It is the gospel for many cash-strapped college students who are fed a steady diet of economic theory and social engineering by professors who aren’t economists and tend to lean toward socialism: Raising the minimum wage raises everyone’s lot in life.
There is little doubt that increased earnings tied to increased productivity lifts people’s economic lot.
But the wholesale raising of the floor — especially in large steps — backfires at worst and ultimately ends up as a wash at best.
Appearing on the California ballot in November is a measure to increase the state minimum wage from $10 an hour to $15 an hour over a five-year period. It would be ratcheted up $1 a year until it reaches $15 in 2021. That’s a 50 percent increase in 5 years.
It took 9 years from 1997 to 2006 for the minimum wage to double to $10.
It took 21 years from 1976 to 1997 for the minimum wage to double to $5.
It took 16 years from 1947 to 1963 for the minimum wage to almost double to $1.25.
No one in their right mind is going to argue that $10 an hour is a head of household wage for California.
But minimum wage jobs were never designed to be much more than that — jobs that are minimal in terms of skill and experience needed. They are designed as either entry level jobs or as second or third jobs in households.
That’s not saying the floor doesn’t have to be jacked up every once in a while as a counter to the ravages of inflation. That said, since the 1950s one of the biggest ravager of minimum wage buying power has been income taxes. There was a time when minimum wage jobs weren’t taxed. But the growing demand that the government expand entitlements required more taxes. The failure of any state and the federal government to reduce income tax liability in proportion to gains in the inflation rate is arguably one of the biggest killers of the buying power of a dollar given the average American pays 18 percent annually in income taxes.
This hurts not just those making minimum wage but anyone else who is struggling to cover basic necessities.
Again, this isn’t an argument against raising the minimum wage from time-to-time. It is though, an argument against any drastic and relatively quick implementation of significant minimum wage hikes.
Back to those idealistic college students tired of eating Top Ramen while Tweeting on their $700 smartphones about the outrageous price of tuition and claiming it’s not fair they’re burden with loans to “buy” an education with their ultimate intent to be rolling in the money.
The Obama administration is in the process of overhauling this nation’s overtime-pay rules. There are several litmus tests to determine if one is exempt from overtime pay. The biggest, though, is the threshold that triggers OT after 40 hours a week. It has been at $23,660 a year since 2006. The Labor Department is proposing jumping it to $50,440.

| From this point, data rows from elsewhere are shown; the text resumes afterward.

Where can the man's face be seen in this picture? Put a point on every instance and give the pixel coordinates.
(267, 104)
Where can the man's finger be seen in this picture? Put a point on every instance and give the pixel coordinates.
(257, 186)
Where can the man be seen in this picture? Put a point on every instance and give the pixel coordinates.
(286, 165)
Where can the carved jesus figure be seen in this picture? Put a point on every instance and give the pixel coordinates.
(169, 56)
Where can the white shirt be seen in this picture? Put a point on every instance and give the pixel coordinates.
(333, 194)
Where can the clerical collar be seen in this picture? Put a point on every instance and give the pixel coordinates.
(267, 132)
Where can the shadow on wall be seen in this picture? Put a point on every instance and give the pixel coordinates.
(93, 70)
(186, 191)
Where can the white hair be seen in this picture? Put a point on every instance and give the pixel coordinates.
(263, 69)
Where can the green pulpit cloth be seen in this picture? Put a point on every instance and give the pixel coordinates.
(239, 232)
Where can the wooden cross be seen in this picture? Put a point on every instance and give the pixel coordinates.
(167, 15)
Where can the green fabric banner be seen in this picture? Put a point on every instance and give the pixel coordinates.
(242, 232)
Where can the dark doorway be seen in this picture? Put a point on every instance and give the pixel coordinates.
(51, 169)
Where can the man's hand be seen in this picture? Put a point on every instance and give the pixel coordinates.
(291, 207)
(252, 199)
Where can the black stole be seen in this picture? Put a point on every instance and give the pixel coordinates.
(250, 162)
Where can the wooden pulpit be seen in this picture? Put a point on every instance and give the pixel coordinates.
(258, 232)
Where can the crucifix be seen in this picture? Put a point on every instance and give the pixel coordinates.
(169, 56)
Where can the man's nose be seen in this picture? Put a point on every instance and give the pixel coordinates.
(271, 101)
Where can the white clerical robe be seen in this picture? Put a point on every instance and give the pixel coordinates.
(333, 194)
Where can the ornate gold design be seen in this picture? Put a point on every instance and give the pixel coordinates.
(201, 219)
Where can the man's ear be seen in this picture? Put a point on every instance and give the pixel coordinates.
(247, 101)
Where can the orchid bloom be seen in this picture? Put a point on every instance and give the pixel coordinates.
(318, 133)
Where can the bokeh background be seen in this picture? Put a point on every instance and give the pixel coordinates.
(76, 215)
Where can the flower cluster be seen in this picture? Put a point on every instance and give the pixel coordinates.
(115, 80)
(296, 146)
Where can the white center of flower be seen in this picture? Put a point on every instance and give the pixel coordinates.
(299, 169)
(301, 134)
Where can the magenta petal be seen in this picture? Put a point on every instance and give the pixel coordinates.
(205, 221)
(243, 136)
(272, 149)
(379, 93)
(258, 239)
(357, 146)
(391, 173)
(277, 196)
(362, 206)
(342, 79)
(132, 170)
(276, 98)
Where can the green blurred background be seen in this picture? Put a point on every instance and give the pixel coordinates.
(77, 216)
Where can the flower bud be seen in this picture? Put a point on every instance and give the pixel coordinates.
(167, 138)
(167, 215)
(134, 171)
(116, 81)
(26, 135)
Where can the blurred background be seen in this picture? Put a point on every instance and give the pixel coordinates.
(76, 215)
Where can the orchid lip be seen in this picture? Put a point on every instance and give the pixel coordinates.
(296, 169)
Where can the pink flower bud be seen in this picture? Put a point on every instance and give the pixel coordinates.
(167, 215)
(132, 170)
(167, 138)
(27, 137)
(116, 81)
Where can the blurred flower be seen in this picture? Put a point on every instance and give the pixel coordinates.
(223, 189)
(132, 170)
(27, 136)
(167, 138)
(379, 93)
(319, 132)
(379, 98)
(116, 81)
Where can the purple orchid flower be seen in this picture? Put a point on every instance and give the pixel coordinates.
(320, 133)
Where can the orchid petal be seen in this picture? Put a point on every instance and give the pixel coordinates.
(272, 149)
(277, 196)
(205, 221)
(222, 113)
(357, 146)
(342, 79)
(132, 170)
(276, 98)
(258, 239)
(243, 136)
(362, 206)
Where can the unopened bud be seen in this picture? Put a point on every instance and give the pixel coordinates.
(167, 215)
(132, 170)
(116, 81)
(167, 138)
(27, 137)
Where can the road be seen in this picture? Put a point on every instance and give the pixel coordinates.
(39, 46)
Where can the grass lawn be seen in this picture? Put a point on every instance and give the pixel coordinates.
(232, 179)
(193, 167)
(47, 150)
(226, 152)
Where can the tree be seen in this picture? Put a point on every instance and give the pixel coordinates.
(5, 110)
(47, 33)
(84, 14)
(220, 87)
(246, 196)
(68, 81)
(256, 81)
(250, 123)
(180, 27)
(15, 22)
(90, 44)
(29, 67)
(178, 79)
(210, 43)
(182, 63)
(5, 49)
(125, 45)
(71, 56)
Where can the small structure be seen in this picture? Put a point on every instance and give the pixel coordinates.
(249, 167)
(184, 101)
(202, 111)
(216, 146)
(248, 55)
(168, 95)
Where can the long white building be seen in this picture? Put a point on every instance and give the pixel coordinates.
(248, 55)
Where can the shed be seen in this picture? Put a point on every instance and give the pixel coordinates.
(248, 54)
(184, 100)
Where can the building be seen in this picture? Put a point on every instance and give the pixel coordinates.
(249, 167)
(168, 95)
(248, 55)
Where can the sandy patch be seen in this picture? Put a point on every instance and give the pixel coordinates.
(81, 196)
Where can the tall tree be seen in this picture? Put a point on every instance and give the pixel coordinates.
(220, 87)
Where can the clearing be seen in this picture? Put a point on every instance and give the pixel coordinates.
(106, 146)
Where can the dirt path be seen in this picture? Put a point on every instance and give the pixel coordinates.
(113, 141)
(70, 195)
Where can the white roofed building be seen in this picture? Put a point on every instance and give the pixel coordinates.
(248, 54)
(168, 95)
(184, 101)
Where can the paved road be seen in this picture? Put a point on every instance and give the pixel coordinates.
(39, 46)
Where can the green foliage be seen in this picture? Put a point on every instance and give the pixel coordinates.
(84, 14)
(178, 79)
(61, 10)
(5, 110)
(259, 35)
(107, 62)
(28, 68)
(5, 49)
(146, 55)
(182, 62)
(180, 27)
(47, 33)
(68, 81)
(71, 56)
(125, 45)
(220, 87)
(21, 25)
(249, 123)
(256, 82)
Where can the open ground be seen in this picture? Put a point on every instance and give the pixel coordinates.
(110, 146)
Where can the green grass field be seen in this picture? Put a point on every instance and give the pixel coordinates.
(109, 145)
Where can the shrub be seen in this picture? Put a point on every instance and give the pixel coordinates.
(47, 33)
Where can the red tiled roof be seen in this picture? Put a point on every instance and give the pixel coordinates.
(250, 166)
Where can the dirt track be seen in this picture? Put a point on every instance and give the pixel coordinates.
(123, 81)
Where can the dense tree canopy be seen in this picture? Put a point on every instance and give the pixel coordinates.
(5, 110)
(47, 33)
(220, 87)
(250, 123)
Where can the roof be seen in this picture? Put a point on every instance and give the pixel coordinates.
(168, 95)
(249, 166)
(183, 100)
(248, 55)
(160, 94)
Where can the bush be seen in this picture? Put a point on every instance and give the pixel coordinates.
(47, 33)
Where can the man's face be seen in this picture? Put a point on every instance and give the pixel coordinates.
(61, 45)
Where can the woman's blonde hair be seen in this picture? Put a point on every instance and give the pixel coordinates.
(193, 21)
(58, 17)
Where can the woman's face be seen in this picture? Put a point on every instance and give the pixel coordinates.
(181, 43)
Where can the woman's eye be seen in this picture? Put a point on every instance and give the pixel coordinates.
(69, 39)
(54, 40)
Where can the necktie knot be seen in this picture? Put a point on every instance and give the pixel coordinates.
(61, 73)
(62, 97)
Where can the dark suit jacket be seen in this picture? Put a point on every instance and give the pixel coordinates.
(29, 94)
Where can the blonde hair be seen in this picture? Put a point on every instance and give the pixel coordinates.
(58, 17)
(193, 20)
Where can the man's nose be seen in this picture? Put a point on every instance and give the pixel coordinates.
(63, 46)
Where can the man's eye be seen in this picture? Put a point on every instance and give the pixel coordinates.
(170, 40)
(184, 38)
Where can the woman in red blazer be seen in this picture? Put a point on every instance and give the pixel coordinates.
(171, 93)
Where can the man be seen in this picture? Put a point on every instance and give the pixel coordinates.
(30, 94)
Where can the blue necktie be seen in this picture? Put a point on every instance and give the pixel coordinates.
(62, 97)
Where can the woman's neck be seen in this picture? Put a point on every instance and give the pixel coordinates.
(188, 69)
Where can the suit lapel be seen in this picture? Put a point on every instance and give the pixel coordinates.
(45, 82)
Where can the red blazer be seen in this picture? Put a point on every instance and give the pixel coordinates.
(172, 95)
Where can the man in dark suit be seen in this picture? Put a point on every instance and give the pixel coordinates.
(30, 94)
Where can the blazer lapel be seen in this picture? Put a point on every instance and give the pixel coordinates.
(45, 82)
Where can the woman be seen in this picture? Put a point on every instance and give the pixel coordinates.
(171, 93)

If that idealistic college student goes to a University of California campus they will take a $39 million hit. That’s what the UC system has said it will cost them to meet the proposed regulation change to avoid paying overtime to thousands of postdoctoral scholars, librarians and specialists.
The UC system can absorb this basically in two ways — cutting back services to students or raising tuition. That means those on the bottom — struggling students — are going to be hit the hardest.

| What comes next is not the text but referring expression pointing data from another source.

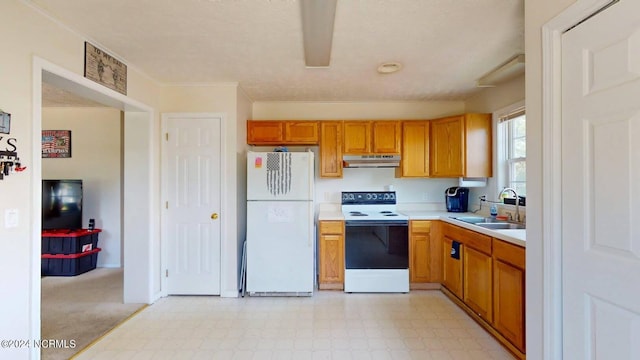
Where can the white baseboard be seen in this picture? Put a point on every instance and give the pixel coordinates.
(112, 266)
(229, 293)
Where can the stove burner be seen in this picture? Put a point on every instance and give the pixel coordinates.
(357, 213)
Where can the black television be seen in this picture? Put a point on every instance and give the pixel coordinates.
(61, 204)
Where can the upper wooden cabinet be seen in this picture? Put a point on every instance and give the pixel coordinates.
(461, 146)
(415, 149)
(372, 137)
(330, 149)
(276, 132)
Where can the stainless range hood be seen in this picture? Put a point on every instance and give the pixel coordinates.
(371, 161)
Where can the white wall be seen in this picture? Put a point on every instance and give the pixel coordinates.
(244, 113)
(300, 110)
(537, 13)
(490, 100)
(96, 149)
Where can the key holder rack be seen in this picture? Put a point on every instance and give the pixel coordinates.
(9, 160)
(9, 163)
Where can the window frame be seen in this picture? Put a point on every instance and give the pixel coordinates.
(504, 145)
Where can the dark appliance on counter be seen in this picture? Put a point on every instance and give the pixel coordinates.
(457, 199)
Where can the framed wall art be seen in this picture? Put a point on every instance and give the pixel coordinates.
(56, 143)
(104, 69)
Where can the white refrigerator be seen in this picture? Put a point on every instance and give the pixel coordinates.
(280, 232)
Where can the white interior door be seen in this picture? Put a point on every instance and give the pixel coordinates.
(192, 195)
(601, 185)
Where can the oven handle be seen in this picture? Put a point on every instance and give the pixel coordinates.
(377, 223)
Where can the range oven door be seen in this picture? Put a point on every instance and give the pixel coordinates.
(377, 245)
(376, 257)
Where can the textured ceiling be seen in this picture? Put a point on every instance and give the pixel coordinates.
(444, 45)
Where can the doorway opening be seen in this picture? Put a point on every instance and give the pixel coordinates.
(139, 214)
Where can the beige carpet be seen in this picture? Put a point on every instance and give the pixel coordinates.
(81, 308)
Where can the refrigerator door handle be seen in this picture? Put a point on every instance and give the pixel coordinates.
(312, 215)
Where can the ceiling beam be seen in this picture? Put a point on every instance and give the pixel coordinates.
(317, 27)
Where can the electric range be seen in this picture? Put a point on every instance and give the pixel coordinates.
(376, 243)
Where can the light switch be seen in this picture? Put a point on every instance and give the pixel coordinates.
(11, 218)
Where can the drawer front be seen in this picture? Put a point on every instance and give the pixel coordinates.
(332, 227)
(469, 238)
(509, 253)
(420, 226)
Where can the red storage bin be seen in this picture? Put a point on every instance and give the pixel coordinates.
(69, 265)
(69, 242)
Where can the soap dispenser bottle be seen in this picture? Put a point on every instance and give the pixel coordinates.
(493, 211)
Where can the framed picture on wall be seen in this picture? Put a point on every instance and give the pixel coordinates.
(56, 143)
(5, 122)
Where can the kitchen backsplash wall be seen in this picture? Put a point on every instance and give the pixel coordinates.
(429, 191)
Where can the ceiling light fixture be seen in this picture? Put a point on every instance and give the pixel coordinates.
(317, 28)
(389, 67)
(505, 71)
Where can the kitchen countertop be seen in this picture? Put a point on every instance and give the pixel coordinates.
(514, 236)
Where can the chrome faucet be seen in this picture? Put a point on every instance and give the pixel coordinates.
(517, 203)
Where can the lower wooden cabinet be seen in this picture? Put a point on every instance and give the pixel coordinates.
(331, 255)
(508, 292)
(488, 283)
(420, 251)
(477, 282)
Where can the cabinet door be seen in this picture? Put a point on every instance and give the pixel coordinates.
(452, 269)
(386, 137)
(509, 292)
(447, 147)
(265, 132)
(331, 149)
(419, 251)
(508, 283)
(477, 282)
(331, 259)
(301, 132)
(357, 137)
(415, 149)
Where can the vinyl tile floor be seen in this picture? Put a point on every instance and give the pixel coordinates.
(329, 325)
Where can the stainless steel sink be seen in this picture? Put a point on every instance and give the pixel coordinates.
(501, 226)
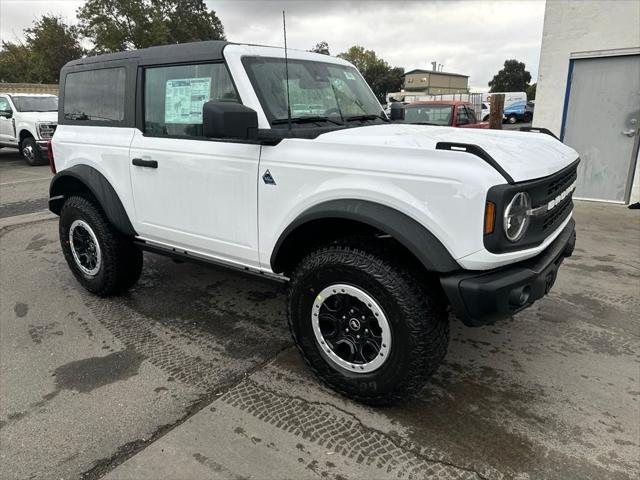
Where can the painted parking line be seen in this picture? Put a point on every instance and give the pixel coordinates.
(16, 182)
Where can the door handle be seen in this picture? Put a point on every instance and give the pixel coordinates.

How this applies to raising the minimum age aggressively is simple. Any arbitrary rule aimed at increasing compensation carries a cost. And that cost is borne disproportionately by those who have the least amount of money.

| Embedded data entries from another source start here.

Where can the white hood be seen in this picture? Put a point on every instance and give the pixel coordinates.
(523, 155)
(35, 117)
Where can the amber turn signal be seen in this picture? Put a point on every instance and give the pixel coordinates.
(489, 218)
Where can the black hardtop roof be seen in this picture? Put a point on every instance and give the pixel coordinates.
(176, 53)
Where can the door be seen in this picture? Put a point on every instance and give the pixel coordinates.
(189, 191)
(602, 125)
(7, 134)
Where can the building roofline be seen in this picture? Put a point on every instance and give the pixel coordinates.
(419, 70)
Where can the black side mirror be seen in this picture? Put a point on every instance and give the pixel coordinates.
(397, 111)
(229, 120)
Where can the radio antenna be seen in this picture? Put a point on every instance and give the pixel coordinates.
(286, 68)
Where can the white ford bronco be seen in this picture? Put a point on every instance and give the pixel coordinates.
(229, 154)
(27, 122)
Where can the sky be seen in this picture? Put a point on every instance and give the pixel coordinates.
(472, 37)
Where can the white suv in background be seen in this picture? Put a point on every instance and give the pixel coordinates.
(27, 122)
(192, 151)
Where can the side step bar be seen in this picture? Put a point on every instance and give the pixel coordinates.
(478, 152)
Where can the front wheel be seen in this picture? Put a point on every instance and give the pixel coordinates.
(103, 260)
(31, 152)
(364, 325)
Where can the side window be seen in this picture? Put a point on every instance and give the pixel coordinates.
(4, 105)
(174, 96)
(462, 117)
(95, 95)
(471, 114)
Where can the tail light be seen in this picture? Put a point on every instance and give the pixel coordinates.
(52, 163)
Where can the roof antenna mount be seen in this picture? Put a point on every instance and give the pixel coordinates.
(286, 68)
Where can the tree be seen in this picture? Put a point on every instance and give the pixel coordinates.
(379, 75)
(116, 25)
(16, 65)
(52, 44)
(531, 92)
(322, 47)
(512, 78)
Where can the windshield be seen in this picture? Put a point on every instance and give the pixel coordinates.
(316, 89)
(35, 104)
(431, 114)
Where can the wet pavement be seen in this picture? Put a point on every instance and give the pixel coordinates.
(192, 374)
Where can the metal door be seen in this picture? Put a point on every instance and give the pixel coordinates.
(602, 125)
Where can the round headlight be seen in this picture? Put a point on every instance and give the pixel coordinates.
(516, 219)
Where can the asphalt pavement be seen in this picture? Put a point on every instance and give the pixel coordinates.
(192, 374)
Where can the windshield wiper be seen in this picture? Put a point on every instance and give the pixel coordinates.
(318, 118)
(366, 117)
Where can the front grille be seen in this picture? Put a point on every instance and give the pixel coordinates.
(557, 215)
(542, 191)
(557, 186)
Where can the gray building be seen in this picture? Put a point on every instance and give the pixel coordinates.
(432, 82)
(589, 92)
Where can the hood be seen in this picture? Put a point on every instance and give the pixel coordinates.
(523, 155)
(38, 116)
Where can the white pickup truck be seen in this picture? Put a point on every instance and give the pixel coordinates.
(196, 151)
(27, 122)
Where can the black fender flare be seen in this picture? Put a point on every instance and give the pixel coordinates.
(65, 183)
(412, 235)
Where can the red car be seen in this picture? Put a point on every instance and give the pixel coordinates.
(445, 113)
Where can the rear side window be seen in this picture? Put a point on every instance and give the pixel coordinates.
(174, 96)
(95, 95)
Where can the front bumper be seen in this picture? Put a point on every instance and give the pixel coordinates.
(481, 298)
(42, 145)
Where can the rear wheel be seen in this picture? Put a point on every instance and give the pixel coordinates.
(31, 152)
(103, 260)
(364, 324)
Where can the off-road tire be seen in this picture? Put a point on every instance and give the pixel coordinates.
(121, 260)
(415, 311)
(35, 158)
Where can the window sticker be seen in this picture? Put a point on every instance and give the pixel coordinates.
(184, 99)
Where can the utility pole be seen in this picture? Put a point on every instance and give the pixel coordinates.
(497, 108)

Real earning power increases come from climbing the ladder.
There are countless reasons why someone may languish at a job flipping burgers for $10 an hour while others are making $20 an hour.
That said, it you arbitrarily change the wage of all burger flippers to $20 an hour, ultimately those who made $20 an hour will see their wages go to $40 an hour without much effort on their part.
It happens due to the relative value of skills they bring to an employer. Unless government decrees that wages will never increase for non-minimum wage jobs, those holding only minimum wage jobs will never catch up.
That’s because the price of practically everything is driven primarily by wages. Just like with a rule that raises the labor cost of a university, private enterprise only has two choices — cut expenses or raise prices.
Given is the No. 1 cost of every private sector business is labor, the only way to cut costs is to find ways to cut jobs. It explains why fast food concerns are working to find ways to eliminate the need for humans to take your orders. Increasing prices helps feed inflation and wage demand pressures from those who have above minimum wage jobs. In a strong economy, those with additional skills and experience valued by firms will seek employment elsewhere for better pay unless the firm they work for finds a way to get them to stay put which means increasing compensation.
That raises the price of goods and ultimately everything else effectively putting the minimum wage earner making $15 an hour into a hole that may be far worse than the one they were when the minimum wage was $10.
It is why the best way to increase your earnings is to develop marketable skills and then pound the pavement or — better yet — do something scary like launching your own business.